The shameful deed was completed in two or three seconds. I pressed on the book's binding with my palm and drew the point of the instrument downwards along the hinge of the leaf, close to the stitching, as if opening the belly of a fish with a gutting knife. The page came away with a soft rip. I folded it twice and, placing it in my breast-pocket, was surprised to discover how swiftly my heart was beating. Then I drew a deep breath and stepped back into the corridor.
***
Snick. Snick. Snick-snick-snick…
The sound was brisk and penetrating, like the champing of teeth or the cry of some peculiar bird. I turned round, the morning sun warm on my back. No, not a bird. The top half of a man's head, its brow sunburnt, had appeared through a gap in the hedge. I squinted at the curved wall of foliage and caught, below the head, the swift glint of metal.
Snick, snick, snick…
The rhythm gathered pace, each sharp syllable answered a second later by the house's brickwork. The gap in the hedge was widening as I watched. Leaves and branches tumbled away. The hedge, like the parterre, was badly overgrown or, where not overgrown, either uprooted or chopped down-a hopeless tangle of hornbeam, whitethorn, privet and holly.

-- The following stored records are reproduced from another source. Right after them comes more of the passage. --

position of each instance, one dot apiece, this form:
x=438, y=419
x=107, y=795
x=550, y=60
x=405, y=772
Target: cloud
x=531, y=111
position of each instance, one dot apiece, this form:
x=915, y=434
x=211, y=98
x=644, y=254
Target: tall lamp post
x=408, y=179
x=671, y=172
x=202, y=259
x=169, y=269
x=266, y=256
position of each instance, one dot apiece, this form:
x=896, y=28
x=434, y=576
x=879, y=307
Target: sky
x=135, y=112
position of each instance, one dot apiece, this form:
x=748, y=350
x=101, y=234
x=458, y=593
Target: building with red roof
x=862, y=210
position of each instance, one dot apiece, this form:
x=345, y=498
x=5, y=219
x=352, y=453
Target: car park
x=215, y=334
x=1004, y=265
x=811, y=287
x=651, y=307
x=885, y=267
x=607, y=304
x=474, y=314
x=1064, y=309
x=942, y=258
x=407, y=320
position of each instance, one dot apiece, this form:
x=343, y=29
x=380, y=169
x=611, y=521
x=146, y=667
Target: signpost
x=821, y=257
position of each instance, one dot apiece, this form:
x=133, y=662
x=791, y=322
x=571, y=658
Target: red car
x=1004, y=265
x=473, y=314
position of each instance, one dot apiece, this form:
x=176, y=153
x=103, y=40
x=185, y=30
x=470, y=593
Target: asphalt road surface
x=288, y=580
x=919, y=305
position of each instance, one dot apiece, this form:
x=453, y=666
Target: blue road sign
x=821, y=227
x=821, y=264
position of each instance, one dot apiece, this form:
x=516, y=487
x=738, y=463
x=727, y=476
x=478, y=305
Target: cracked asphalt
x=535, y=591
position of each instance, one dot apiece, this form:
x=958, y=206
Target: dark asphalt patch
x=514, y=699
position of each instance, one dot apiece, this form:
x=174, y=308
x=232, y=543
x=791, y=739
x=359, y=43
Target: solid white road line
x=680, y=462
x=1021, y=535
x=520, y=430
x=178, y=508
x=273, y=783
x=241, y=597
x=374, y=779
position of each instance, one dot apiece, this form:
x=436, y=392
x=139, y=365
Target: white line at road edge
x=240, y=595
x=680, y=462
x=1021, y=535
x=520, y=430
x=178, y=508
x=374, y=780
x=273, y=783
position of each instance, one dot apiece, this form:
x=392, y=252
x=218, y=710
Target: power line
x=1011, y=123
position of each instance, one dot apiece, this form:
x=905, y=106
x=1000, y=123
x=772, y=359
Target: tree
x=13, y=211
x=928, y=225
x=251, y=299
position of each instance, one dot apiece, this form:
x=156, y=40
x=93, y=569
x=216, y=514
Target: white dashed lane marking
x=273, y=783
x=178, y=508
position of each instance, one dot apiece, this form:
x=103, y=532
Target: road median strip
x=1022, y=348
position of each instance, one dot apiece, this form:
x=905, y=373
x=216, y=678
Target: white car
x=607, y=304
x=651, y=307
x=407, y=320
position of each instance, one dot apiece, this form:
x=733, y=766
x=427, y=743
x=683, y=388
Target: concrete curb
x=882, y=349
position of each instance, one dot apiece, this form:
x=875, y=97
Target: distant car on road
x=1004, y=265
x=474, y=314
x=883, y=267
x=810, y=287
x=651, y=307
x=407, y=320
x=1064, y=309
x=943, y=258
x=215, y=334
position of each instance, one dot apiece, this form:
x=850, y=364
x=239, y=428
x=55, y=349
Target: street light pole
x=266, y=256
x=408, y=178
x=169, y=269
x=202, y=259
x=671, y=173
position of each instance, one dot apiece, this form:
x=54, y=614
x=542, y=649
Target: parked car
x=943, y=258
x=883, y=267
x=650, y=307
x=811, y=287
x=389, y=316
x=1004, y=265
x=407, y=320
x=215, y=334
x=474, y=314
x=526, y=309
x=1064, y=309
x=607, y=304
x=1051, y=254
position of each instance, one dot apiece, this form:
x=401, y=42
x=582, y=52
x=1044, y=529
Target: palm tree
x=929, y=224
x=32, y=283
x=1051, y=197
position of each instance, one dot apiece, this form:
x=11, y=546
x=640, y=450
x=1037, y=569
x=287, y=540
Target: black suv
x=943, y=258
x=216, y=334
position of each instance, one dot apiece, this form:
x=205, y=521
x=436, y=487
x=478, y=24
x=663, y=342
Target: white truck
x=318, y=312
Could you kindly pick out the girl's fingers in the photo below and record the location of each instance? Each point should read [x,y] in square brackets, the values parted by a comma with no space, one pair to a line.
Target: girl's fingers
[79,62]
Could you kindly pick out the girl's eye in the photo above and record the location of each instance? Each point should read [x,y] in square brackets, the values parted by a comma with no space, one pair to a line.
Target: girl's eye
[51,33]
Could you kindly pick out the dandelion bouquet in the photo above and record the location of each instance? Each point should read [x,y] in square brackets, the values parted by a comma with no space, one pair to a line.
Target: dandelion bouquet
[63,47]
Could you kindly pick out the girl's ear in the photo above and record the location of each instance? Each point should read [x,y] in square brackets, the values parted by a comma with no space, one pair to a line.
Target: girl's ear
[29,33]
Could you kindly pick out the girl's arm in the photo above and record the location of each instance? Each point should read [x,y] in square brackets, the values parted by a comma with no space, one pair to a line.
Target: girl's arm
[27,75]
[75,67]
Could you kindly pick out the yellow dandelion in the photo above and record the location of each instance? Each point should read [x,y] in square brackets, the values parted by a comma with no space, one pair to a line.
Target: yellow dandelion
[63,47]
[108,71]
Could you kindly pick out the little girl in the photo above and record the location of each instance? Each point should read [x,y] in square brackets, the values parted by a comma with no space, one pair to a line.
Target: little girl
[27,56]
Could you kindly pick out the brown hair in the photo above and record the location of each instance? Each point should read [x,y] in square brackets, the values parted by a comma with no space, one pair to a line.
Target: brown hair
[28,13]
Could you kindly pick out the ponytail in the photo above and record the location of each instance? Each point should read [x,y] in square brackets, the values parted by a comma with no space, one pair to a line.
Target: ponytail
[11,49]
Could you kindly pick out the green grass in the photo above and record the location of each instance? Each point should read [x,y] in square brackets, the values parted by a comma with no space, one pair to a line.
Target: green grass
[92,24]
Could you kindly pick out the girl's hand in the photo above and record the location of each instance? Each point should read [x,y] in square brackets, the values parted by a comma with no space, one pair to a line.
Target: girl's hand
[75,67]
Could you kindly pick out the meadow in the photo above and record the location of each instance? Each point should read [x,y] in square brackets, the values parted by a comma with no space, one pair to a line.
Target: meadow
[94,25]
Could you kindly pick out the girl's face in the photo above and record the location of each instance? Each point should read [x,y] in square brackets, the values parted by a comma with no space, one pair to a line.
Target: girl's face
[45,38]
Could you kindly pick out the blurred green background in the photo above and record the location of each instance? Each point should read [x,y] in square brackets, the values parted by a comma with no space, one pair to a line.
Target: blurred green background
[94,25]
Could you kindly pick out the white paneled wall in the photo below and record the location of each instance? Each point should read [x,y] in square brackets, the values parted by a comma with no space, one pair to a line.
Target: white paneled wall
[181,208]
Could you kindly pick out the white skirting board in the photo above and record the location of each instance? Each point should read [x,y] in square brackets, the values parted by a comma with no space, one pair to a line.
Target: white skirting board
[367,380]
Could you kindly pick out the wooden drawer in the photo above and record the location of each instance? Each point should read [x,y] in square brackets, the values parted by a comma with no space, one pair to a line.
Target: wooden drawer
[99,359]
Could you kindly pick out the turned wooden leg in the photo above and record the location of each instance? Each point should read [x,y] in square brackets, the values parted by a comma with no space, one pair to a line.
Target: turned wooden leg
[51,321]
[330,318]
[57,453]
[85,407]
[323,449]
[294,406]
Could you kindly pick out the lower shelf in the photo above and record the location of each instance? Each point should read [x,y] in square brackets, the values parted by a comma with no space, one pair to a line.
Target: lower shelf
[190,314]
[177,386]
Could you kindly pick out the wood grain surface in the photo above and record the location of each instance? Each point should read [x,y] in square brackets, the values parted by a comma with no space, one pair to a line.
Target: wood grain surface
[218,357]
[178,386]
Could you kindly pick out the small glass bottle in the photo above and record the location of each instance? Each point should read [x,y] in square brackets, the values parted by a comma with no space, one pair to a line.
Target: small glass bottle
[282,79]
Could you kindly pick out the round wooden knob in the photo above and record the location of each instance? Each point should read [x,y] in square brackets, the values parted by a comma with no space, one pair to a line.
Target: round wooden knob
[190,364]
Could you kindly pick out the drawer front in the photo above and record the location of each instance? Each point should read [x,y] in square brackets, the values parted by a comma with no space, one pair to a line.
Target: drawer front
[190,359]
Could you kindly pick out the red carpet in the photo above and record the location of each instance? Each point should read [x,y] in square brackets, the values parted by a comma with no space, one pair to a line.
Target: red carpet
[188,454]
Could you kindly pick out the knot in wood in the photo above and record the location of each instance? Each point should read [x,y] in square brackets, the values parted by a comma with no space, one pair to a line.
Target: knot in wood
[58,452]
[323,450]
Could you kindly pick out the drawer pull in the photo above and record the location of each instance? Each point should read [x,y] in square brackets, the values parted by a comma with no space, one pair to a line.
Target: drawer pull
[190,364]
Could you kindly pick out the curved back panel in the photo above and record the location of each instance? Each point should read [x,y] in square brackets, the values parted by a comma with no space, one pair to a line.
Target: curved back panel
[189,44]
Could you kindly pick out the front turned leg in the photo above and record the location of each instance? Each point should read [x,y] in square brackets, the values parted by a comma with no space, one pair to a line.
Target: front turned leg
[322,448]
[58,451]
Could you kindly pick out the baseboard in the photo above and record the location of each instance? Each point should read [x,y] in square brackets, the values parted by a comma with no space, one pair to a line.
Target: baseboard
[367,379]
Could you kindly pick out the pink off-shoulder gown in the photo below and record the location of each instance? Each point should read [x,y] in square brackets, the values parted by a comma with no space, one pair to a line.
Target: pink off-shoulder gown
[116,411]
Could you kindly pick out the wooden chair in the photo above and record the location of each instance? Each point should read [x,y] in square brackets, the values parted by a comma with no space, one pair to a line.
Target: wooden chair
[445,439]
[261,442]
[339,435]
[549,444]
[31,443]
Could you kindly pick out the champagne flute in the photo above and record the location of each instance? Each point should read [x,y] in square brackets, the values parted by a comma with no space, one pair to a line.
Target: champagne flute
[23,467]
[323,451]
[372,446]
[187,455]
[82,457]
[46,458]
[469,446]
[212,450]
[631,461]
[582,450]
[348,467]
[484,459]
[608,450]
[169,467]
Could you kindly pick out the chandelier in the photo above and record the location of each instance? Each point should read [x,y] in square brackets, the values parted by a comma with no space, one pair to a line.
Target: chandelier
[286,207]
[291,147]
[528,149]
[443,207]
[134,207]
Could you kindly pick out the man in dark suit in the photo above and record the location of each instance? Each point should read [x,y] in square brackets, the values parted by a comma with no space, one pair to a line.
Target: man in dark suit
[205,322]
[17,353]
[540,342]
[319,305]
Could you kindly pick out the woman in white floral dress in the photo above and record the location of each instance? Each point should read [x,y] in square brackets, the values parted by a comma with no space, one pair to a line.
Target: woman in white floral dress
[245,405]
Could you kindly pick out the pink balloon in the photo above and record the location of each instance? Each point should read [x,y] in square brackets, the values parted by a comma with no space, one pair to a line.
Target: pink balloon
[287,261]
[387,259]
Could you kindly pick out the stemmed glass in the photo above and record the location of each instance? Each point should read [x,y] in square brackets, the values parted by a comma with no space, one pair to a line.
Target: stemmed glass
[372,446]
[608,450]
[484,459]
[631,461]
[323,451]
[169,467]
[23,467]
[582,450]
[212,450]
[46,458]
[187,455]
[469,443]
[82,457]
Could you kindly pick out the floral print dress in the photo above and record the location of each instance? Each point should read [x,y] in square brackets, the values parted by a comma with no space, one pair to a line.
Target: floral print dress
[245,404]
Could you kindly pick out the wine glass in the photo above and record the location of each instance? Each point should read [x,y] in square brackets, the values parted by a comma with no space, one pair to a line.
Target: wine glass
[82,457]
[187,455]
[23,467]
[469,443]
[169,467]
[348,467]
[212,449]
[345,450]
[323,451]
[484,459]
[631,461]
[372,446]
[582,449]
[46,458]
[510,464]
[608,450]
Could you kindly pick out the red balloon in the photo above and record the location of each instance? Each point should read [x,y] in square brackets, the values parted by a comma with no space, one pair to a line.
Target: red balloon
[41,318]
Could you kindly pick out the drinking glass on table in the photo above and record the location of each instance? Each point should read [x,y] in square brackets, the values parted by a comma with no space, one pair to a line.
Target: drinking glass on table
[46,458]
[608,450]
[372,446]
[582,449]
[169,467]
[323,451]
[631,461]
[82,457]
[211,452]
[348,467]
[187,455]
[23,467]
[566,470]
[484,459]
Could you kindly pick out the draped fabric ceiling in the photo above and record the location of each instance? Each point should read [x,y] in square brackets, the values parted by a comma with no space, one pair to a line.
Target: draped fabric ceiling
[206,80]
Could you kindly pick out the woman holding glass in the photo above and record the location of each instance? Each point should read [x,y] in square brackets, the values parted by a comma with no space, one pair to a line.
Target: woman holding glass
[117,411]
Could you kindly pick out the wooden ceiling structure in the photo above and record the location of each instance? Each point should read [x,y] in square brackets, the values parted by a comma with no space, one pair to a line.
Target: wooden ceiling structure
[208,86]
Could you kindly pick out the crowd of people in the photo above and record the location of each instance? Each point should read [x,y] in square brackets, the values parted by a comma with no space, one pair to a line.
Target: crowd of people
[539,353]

The head ducked and the champing beak vanished from sight.
'The springs rise over there,' Alethea said, 'to our left. Just past the orangery.'
I turned my attention from the hedge. The two of us were standing to the west of Pontifex Hall, a few yards beyond the reach of its great quadrangular shadow, which stretched towards us across the sward. Alethea was pointing past a shallow pit, clogged with debris, above which a few miserable spars rose like ancient, idolatrous forms. Heaped about them were shards of old masonry. Beyond, on higher ground, a scattering of rocks had been arranged in broken geometric patterns.
'You can still see the remains of the dip-well.'
She nodded in the direction of the concentric rings. Once again her hand had grasped my forearm, this time in a gesture of intimacy. In the fresh light her soiled gown now proved not black after all but a mallard green. The hooded mantle, still draped over her shoulders despite the heat, looked to be embroidered with tiny faded flowers.
'The springs pour out of the rocks,' she continued, 'and into the dip-well and cress-pond, both devised by my father. From there the water disappears down a drain and runs towards the wings of the hall in a network of channels. The water was tamed and used in fountains and waterfalls. Even a giant waterwheel. It stood over there,' she said, turning to point vaguely to the south of the hall.
'All built by Sir Ambrose.'
'Of course. He was granted a number of patents for water pumps and windmills.'
She fell silent. At times this morning she seemed distracted, absorbed in some private, melancholy reverie that manifested itself in silence and oblique, unfathomable glances. We skirted the devastated orangery and now stood at the edge of the stone-lined cress-pond. It was infested with duckweed, and even at this hour its surface was thick with clouds of gnats.